Sai tenere un segreto? Mljet!

Il Piccolo Lago del Parco Nazionale di Mljet

Mi è tornata in mente la testata di un blog di grande successo negli anni "Zero" che fece della sua autrice, mia conterranea, una blogstar dell'epoca, prima che si trasferisse nella capitale e si dedicasse ad altro, ed era anche il titolo di uno dei best seller di una scrittrice britannica di chick lit, Sophie Kinsella. Il motivo? La regola aurea di non svelare per nessun motivo, se non a una cerchia ristrettissima e scelta, l'ubicazione di osterie "giuste", così come ricette particolari e, a maggior ragione e per estensione, luoghi particolarmente belli e meritevoli, per il sacrosanto principio che la pubblicità è in sé nociva e porta inevitabilmente, più prima che poi, alla corruzione di quanto svelato. Ma voglio correre questo rischio, intanto perché non sono mai diventato una blogstar nonostante una decina di anni di attività e una discreta quanto varia produzione, e poi perché la mia ristretta e affezionata platea merita tanta paziente dedizione alle mie alzate d'ingegno. La perla che segnalo ai miei pochi ma selezionati lettori è l'isola di Mljet, in italiano Meleda (l'isola del miele), nel Sud della Dalmazia, secondo la tradizione locale identificata con l'isola di Ogigia citata da Omero nell'Odissea, dove Ulisse venne trattenuto per sette anni da Calypso che, innamoratasi dl lui, l'avrebbe rilasciato soltanto dietro espresso ordine di Ermes (Mercurio), il dio protettore del commercio, dei ladri e dell'eloquenza (ossia dei futuri giornalisti) e, nell'astrologia, dominus dei segni dei gemelli e della vergine. Vi sono quindi delle ragioni di influssi astrali che mi tengono inchiodato qui ormai da una settimana senza che senta alcuno stimolo a levare l'ancora, meno che mai per fare ritorno nella Terra dei Cachi. 

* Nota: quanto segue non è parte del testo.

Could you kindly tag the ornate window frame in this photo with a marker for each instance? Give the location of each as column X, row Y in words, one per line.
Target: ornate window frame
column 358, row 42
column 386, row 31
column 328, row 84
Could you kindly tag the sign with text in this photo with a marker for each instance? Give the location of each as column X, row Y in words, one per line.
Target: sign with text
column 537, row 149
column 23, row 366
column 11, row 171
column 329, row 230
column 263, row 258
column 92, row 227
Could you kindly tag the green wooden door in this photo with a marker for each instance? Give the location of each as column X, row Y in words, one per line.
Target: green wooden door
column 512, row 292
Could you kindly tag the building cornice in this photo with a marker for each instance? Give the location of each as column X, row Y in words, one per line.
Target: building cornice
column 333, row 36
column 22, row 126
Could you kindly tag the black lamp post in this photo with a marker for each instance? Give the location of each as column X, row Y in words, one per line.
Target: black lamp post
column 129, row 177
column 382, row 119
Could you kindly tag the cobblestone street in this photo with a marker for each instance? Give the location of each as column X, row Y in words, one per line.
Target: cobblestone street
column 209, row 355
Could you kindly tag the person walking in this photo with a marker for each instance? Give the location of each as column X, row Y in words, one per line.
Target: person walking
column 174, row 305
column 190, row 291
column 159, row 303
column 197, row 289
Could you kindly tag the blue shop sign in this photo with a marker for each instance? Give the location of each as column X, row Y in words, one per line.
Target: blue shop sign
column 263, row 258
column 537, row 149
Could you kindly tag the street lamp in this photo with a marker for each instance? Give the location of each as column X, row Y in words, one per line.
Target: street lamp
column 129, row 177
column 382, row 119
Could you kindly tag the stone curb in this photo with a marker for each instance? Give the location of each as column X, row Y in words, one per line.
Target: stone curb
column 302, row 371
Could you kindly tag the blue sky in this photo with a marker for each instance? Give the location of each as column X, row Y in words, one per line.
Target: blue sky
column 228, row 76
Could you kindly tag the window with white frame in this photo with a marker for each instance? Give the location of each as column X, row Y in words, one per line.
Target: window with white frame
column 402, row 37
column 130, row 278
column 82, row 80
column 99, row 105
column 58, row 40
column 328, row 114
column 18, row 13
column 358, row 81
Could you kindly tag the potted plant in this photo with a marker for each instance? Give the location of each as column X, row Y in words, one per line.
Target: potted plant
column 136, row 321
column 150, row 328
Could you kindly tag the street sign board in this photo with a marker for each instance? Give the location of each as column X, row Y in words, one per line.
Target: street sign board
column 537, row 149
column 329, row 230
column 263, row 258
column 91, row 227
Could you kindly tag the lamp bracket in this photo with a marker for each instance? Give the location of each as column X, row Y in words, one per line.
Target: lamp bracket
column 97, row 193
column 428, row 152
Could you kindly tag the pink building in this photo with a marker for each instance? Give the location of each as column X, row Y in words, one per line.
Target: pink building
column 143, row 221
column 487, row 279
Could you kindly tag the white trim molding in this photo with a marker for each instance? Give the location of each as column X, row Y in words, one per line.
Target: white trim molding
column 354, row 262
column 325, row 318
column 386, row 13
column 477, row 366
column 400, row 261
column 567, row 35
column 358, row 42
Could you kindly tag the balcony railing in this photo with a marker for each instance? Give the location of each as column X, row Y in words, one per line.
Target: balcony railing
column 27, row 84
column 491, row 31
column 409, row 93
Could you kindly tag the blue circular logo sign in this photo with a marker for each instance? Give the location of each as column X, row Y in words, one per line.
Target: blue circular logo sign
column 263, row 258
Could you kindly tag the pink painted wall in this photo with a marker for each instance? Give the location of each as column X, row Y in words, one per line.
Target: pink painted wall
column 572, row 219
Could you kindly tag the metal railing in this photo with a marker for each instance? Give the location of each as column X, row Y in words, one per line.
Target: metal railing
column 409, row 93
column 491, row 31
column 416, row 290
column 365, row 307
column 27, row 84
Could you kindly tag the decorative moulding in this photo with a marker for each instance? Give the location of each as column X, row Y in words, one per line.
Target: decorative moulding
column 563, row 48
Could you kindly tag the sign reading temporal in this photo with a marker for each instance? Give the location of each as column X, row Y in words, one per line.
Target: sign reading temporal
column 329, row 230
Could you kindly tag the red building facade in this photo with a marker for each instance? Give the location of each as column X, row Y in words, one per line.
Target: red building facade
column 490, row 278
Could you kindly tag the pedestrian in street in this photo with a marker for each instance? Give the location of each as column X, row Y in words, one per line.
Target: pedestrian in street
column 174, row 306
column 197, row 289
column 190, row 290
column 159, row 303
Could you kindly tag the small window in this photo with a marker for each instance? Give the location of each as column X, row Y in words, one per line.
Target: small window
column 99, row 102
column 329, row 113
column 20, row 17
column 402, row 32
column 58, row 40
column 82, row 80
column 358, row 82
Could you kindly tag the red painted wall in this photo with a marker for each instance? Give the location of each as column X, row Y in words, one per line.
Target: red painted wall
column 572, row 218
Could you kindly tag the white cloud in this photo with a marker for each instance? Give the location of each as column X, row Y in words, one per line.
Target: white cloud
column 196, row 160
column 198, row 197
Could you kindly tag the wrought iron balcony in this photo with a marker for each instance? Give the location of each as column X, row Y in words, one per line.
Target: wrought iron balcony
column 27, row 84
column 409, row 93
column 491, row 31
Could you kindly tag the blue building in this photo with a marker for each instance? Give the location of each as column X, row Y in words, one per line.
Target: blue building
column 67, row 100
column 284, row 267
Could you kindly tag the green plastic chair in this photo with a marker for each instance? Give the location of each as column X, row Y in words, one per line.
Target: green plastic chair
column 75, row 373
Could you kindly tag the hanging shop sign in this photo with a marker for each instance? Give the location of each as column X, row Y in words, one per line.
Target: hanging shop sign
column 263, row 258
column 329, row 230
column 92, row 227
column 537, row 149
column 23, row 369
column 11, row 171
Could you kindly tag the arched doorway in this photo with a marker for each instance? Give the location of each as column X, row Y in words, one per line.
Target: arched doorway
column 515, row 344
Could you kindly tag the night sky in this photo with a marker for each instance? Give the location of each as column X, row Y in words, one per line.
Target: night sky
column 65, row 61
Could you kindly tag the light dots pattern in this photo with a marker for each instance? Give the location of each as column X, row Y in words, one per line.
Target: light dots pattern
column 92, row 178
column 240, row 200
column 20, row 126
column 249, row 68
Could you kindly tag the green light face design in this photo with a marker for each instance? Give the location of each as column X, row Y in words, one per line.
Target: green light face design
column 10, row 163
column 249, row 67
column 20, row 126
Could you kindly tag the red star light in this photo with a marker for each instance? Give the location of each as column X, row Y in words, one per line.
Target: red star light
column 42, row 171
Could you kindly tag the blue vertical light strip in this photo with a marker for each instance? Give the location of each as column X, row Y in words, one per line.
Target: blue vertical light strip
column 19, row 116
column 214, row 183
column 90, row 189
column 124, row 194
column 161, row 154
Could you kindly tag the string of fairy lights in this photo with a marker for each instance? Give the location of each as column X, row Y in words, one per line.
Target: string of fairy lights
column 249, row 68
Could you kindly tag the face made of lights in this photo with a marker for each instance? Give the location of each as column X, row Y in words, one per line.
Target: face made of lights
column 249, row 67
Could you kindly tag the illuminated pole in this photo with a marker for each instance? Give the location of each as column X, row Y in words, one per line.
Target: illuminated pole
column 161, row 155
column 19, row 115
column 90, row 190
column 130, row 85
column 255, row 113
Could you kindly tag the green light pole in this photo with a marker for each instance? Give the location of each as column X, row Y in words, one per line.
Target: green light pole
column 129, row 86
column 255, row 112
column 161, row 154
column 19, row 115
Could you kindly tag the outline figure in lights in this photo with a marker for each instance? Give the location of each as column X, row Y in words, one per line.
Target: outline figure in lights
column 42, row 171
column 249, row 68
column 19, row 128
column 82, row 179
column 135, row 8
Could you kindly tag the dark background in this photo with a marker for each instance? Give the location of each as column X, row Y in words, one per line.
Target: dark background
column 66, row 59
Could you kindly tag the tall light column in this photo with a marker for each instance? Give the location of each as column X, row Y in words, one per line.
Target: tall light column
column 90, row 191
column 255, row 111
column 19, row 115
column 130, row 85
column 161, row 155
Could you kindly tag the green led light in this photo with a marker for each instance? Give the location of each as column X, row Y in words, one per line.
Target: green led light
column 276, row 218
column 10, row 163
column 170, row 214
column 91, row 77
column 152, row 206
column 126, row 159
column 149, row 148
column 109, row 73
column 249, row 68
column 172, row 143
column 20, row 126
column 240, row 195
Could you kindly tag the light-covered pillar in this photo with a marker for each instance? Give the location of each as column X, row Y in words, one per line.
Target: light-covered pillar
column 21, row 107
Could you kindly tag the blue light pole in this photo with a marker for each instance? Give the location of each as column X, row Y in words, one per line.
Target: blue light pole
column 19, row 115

Sullo sfondo, il ponticello sul canale che collega il Piccolo Lago (in primo piano) con il Grande Lago nel Parco Nazionale di Mljet

Mljet è verdissima, ricoperta per intero da boschi, lunga 37 chilometri e larga una media di tre, percorsa da una panoramica strada asfaltata, a tratti spettacolare, lungo una direttrice SudEst-NordOvest, la stessa della disposizione dell'isola; dal 1960 la sua parte occidentale, per un'estensione di 5400 ettari, è Parco Nazionale e al suo cuore, che comprende due laghi salati collegati tra loro da uno stretto canale artificiale che si supera con un minuscolo ponte e da un'altro naturale con il mare, si accede soltanto a piedi o in bicicletta, ma vi è consentito prendere il sole, nuotare e percorrerli in kayak. Nel Lago Grande si trova l'isoletta in cui sorge il monastero benedettino di Santa Maria, del XII secolo, fondato da monaci provenienti dal Gargano, e a cui si può accedere tramite battelli che la collegano con due punti strategici della costa: anche qui, in alcuni punti  è consentita la balneazione. 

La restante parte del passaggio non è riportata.